It seems like everyone has an ‘Uncle Fred’ in their closet, the person that you have to see at a family holiday function that’s almost impossible to have a normal conversation with. Have you ever stopped to consider what is really at the root of this verbally challenged individual?
I have at least 1 Uncle Fred. And, I truly thought I did understand. Until, I recently read a great book where the subject of ‘silence or violence’ was described as a cornerstone for improved communication. Upon reading this, I understood, for the first time, all the crazy, over reactive, explosive interactions I have had with my father over the past 50 years.
In a nutshell, here’s what I learned. During this holiday season, when you find yourself in the middle of a difficult conversation (whether anticipated or by surprise) instead of getting caught up in it (which you kind of knew was coming) be mindful of 2 very common, and easy to detect, indicators that your communication has totally derailed. Silence or violence. Both of these conversational behaviors are a true indication that your conversation has become a monologue, one person talking the other not listening. It is the sign that they feel unsafe.
This was a true eye opener for me. A violent response means they feel threatened? What about me? I’m the one being shouted at? The truth is their reaction is a long standing, learned defense mechanism to feeling unsafe.
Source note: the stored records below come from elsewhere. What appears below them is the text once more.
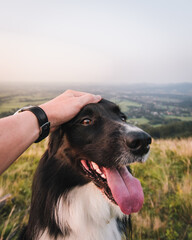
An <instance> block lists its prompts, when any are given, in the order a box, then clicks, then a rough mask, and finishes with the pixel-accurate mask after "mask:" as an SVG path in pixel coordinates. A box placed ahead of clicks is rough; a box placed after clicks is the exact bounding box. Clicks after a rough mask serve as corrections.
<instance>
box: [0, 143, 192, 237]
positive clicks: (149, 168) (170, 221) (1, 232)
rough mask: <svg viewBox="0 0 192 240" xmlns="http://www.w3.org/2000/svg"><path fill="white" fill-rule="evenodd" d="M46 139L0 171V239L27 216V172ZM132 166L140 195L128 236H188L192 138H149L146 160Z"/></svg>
mask: <svg viewBox="0 0 192 240" xmlns="http://www.w3.org/2000/svg"><path fill="white" fill-rule="evenodd" d="M46 144H47V140H45V141H43V142H41V143H38V144H33V145H32V146H31V147H30V148H29V149H28V150H27V151H26V152H25V153H24V154H23V155H22V156H21V157H20V159H19V160H18V161H17V162H16V163H15V164H13V165H12V166H11V167H10V168H9V169H8V170H7V171H6V172H5V173H4V174H3V175H2V176H1V177H0V197H1V196H4V195H6V194H11V198H10V199H9V200H8V201H7V204H6V205H5V206H4V207H3V208H0V239H2V240H8V239H10V240H16V239H17V235H18V232H19V230H20V229H21V227H22V226H23V224H25V223H26V222H27V219H28V210H29V205H30V197H31V183H32V178H33V174H34V171H35V169H36V166H37V164H38V162H39V159H40V157H41V155H42V154H43V152H44V151H45V147H46ZM132 169H133V174H134V175H135V176H136V177H137V178H139V179H140V181H141V184H142V186H143V190H144V195H145V202H144V206H143V208H142V210H141V211H140V212H139V213H137V214H132V220H133V240H155V239H157V240H176V239H178V240H191V239H192V217H191V213H192V201H191V199H192V138H189V139H181V140H158V141H153V144H152V149H151V154H150V157H149V159H148V160H147V162H146V163H144V164H134V165H132ZM80 240H81V239H80Z"/></svg>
And, although it takes time, and patience, you can work within any conversation to make someone feel safe, if you choose to.
So, how do we end this vicious verbal dance we’ve been doing for years? By following this proven practice:
- Watch for the first signs of impending silence or violence, in existing relationships, this is generally easy. We all know who we butt heads with on a regular basis. In other circumstances, just be mindful of the possibility.
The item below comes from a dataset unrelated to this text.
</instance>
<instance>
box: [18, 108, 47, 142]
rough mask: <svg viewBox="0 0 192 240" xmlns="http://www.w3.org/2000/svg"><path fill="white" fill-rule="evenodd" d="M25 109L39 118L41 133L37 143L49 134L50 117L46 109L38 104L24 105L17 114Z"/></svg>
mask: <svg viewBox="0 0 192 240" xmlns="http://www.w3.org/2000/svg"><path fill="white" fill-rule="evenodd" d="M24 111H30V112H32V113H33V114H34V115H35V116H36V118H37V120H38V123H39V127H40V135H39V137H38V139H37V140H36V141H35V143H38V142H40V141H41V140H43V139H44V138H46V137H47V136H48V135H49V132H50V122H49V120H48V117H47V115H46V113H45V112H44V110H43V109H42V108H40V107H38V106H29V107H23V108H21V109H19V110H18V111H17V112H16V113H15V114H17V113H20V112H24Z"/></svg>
- At first signs, (crossed arms, looking away, set jaw, change in breathing) mentally stop! Take a breath, releasing all tension and expectation from your mind and body. Recognize that unless you change something at this very critical moment the conversation is over. Let go of being right, heard, or respected for just a moment.
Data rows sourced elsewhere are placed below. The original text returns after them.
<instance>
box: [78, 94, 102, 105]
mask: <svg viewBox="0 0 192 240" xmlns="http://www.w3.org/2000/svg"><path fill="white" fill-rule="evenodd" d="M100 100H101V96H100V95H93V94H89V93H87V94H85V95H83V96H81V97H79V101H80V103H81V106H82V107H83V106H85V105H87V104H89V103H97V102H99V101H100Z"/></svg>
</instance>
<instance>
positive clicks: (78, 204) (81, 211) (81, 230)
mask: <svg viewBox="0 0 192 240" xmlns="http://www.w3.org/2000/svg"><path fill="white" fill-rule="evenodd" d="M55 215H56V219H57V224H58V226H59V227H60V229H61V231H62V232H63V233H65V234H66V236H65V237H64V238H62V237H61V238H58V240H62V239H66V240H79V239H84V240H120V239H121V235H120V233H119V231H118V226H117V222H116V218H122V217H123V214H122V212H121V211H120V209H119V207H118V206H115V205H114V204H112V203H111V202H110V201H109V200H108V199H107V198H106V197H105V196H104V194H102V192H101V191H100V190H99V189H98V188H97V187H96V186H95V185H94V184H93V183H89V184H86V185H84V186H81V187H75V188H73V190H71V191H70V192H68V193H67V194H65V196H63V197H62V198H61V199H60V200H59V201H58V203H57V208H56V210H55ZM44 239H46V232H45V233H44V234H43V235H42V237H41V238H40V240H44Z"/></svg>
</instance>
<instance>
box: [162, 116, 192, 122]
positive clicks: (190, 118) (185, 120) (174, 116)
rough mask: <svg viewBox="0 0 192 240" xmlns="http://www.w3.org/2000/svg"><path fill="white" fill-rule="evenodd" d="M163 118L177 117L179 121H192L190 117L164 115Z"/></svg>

- Set about making the person feel comfortable and safe again. Remind them of how much you value their opinion, beliefs, desires or choices. Think of something you can say that validates who they are, what they want or believe. Acknowledge them, maybe even several different ways, followed by “and, (never but) I’d like to explain why I ...(feel the way I do), (need what I need) etc.”
- If you are met by silence or violence again... you’ve trampled on their safety, again. Go back to #2. Repeat this process until you can have the interaction you hope for.
Please don’t be mistaken into thinking that this is a 1-2-3 fix. If you’re lucky, it might be, especially with strangers or those you rarely engage in confrontational conversations. For those long standing, turbulent relationships this will take time, and a mindful practice. But, wouldn’t it be great if it paid off?
You can defuse those stressful holiday interactions by noticing when someone is withdrawing from a conversation either by silence or violence, accepting that you unknowingly made them feel unsafe, re-establishing the status quo, and moving on.
Happy Holidays. May your conversations be authentic, joyful, and calm!